How can Beauty justify believing the second theory more, simpy because she has just woken up, when she didn’t believe it before going to sleep? That does sound really Presumptuous!
A final point is that SIA tends to cause problems when there is a possibility of an infinite multiverse, and—as I’ve posted elsewhere—it doesn’t actually counter SSA in those cases, so we are still left with the Doomsday Argument. It’s a bit like refusing to shift towards “Tails” at Step 2 (there will be infinitely many Beauty awakenings for any value of p, so why shift? SIA doesn’t tell us to), but then shifting to “Heads” after Step 3 (if there is a coin bias towards Heads then most of the Beauty-awakenings are on Monday, so SSA cares, and let’s shift). In the trillion-Beauty case, there’s a very big “Heads” shift but without the compensating “Tails” shift.
If your approach can recover the sorts of shift that happen under SIA+SSA, but without postulating either, that is a bonus, since it means we don’t have to worry about how to apply SIA in the infinite case.
So what does Bayes’ theorem tell us about the Sleeping Beauty case?
It says that P(B|AC) = P(B|C) * P(A|BC)/P(A|C). In this case C is sleeping beauty’s information before she wakes up, which is there for all the probabilities of course. A is the “anthropic information” of waking up and learning that what used to be “AND” things are now mutually exclusive things. B is the coin landing tails.

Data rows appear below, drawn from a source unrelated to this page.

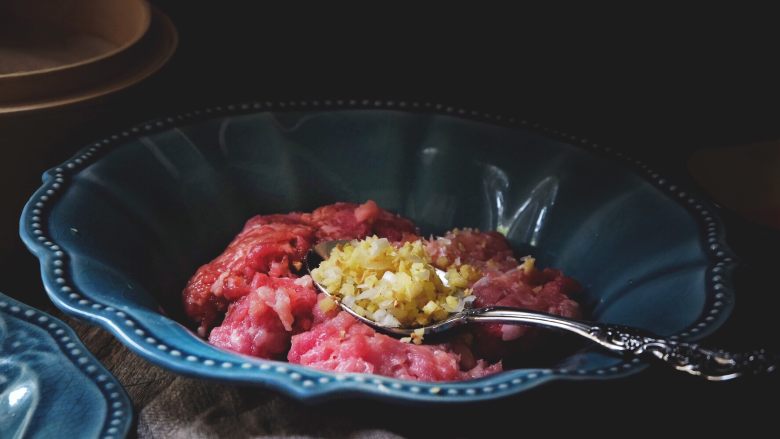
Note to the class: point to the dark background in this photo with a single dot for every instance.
(642, 90)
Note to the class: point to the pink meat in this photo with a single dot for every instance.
(353, 221)
(267, 244)
(261, 323)
(487, 251)
(547, 291)
(342, 344)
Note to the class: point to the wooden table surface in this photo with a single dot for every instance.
(217, 64)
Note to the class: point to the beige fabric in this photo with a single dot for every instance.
(190, 408)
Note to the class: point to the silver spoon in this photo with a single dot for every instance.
(713, 365)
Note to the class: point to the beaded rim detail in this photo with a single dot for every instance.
(306, 383)
(119, 410)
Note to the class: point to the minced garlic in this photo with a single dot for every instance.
(393, 286)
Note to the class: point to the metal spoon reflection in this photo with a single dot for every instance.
(714, 365)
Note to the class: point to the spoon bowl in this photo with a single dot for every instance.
(713, 365)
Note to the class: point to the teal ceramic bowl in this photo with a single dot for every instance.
(121, 226)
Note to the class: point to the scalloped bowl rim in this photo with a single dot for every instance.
(309, 384)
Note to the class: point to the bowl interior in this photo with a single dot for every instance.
(137, 222)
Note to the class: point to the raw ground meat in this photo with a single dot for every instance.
(261, 322)
(265, 245)
(504, 284)
(547, 291)
(487, 251)
(276, 245)
(342, 344)
(267, 311)
(352, 221)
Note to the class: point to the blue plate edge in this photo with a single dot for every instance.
(122, 428)
(724, 262)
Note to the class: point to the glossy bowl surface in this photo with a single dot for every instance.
(121, 226)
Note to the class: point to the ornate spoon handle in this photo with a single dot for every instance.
(714, 365)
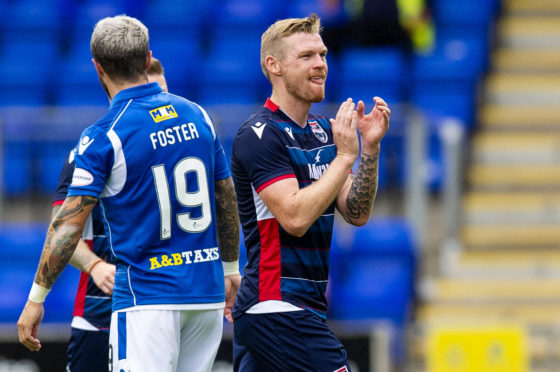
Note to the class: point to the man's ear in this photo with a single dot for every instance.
(148, 60)
(98, 67)
(273, 65)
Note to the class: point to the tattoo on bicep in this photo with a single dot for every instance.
(61, 240)
(228, 220)
(364, 187)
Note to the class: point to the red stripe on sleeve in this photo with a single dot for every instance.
(270, 261)
(271, 105)
(270, 182)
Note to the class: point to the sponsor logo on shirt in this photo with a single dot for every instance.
(81, 177)
(84, 144)
(289, 131)
(184, 258)
(258, 129)
(318, 131)
(163, 113)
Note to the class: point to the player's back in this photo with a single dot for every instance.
(157, 154)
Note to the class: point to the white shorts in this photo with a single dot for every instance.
(165, 340)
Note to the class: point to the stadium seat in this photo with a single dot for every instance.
(241, 19)
(180, 59)
(32, 20)
(444, 83)
(373, 274)
(24, 80)
(50, 160)
(368, 72)
(232, 74)
(78, 83)
(458, 18)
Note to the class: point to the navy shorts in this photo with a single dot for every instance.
(88, 351)
(290, 341)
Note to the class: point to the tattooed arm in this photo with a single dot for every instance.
(228, 238)
(227, 220)
(64, 233)
(355, 200)
(83, 259)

Bayes’ theorem actually appears to break down here, if we use the simple interpretation of P(A) as “the probability she wakes up.” Because Sleeping Beauty wakes up in all the worlds, this interpretation says P(A|C) = 1, and P(A|BC) = 1, and so learning A can’t change anything.
This is very odd, and is an interesting problem with anthropics (see eliezer’s post “The Anthropic Trilemma”). The practical but difficult-to-justify way to fix it is to use frequencies, not probabilities—because she can have a average frequency of waking up of 2 or 3⁄2, while probabilities can’t go above 1.

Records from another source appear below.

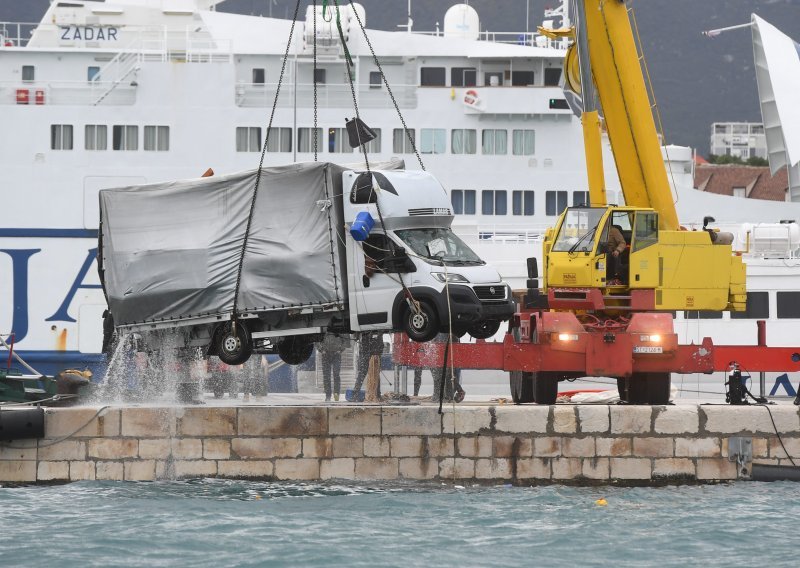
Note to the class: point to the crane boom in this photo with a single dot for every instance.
(626, 109)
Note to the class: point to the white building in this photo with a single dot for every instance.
(740, 139)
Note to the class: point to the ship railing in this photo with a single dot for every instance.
(531, 39)
(67, 92)
(16, 34)
(501, 234)
(329, 95)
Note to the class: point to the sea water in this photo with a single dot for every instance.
(239, 523)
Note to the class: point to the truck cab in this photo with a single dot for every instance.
(411, 272)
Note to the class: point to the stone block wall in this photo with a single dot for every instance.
(521, 444)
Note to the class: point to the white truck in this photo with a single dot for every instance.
(174, 255)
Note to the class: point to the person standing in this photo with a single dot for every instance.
(452, 378)
(369, 343)
(330, 350)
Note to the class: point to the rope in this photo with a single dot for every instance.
(314, 80)
(57, 440)
(388, 88)
(258, 172)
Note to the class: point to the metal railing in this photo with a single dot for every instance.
(328, 95)
(66, 93)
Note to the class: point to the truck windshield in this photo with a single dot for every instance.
(578, 230)
(440, 245)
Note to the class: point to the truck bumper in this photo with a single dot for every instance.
(466, 309)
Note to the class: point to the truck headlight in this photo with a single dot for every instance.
(449, 277)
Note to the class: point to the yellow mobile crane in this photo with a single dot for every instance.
(662, 266)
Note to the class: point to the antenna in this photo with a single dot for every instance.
(716, 32)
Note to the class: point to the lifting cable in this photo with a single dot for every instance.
(235, 314)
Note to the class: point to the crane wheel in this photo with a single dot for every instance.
(521, 384)
(545, 387)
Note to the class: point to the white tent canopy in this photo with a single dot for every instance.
(777, 62)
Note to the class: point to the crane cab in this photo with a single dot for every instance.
(618, 257)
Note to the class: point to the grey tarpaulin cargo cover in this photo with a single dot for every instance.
(171, 250)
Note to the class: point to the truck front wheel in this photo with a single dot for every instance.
(234, 344)
(422, 325)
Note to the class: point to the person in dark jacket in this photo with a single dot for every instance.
(369, 343)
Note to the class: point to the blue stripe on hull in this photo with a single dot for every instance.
(51, 362)
(50, 233)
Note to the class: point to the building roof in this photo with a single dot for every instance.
(757, 181)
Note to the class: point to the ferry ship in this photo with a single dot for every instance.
(123, 92)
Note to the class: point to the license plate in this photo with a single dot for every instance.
(647, 349)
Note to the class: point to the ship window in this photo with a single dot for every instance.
(494, 141)
(555, 202)
(522, 202)
(757, 307)
(463, 77)
(494, 202)
(580, 198)
(432, 76)
(433, 140)
(493, 78)
(702, 314)
(61, 137)
(463, 201)
(280, 140)
(156, 138)
(96, 137)
(374, 145)
(523, 142)
(521, 78)
(248, 139)
(400, 141)
(463, 141)
(788, 305)
(552, 76)
(305, 139)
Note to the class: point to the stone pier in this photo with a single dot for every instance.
(500, 443)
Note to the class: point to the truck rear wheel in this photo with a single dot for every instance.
(521, 387)
(423, 325)
(545, 387)
(485, 329)
(234, 344)
(295, 349)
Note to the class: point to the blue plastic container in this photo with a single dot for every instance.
(362, 226)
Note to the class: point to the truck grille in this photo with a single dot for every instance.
(429, 211)
(488, 293)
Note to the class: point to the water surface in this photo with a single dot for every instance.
(239, 523)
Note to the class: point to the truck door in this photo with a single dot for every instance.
(377, 285)
(644, 261)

But the major lesson is that you have to be careful about applying Bayes’ rule in this sort of situation—if you use P(A) in the calculation, you’ll get this problem.

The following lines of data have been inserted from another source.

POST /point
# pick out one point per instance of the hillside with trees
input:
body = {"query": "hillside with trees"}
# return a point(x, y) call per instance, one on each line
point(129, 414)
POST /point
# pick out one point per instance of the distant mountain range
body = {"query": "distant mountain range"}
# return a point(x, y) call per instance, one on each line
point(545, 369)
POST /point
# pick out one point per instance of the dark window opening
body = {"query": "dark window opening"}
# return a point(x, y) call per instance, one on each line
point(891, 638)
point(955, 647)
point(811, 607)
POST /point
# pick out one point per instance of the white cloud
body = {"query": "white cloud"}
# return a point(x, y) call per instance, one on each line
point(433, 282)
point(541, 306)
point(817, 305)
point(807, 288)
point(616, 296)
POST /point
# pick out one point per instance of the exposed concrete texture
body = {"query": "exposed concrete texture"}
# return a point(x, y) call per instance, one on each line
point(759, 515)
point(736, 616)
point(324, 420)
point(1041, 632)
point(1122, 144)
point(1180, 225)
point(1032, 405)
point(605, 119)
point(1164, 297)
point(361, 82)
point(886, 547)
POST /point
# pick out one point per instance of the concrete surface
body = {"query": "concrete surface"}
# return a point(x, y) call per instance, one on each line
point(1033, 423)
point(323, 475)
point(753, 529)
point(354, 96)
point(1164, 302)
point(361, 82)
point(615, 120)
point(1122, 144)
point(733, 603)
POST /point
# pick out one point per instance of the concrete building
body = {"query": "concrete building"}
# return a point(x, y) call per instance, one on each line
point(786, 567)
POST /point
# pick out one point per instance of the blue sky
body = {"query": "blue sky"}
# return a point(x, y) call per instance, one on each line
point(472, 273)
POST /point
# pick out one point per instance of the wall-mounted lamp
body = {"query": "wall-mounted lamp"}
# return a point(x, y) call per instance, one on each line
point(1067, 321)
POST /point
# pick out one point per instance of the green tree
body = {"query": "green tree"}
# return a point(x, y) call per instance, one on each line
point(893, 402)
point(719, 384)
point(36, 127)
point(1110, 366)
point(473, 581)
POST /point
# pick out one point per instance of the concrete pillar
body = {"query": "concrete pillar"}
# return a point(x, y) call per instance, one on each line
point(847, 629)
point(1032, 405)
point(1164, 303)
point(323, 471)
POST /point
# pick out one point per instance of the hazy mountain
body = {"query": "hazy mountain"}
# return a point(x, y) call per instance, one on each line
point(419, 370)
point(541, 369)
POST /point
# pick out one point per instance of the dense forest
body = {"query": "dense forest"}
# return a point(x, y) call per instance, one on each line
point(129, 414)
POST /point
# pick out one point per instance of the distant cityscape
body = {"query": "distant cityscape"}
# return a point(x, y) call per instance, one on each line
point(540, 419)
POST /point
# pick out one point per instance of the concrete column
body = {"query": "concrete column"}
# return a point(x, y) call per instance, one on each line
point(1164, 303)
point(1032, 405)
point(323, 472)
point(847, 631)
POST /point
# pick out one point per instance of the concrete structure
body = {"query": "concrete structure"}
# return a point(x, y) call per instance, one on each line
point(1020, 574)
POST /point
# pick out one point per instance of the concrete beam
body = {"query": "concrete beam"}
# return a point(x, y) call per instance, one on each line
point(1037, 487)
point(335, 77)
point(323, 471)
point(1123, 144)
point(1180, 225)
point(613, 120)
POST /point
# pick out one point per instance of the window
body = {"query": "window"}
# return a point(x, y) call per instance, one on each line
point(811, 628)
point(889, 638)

Anyhow, only some of this a response to anything you wrote, I just felt like finishing my line of thought :P Maybe I should solve this...
Thanks… whatever the correct resolution is, violating Bayes’s Theorem seems a bit drastic!
My suspicion is that A contains indexical evidence (summarized as something like “I have just woken up as Beauty, and remember going to sleep on Sunday and the story about the coin-toss”). The indexical term likely means that P[A] is not equal to 1 though exactly what it is equal to is an interesting question.
I don’t personally have a worked-out theory about indexical probabilities, though my latest WAG is a combination of SIA and SSA, with the caveat I mentioned on infinite cases not working properly under SIA. Basically I’ll try to map it to a relative frequency problem, where all the possibilities are realised a large but finite number of times, and count P[E] as the relative frequency of observations which contain evidence E (including any indexical evidence), taking the limit where the number of observations increases to infinity. I’m not totally satisfied with that approach, but it seems to work as a calculational tool.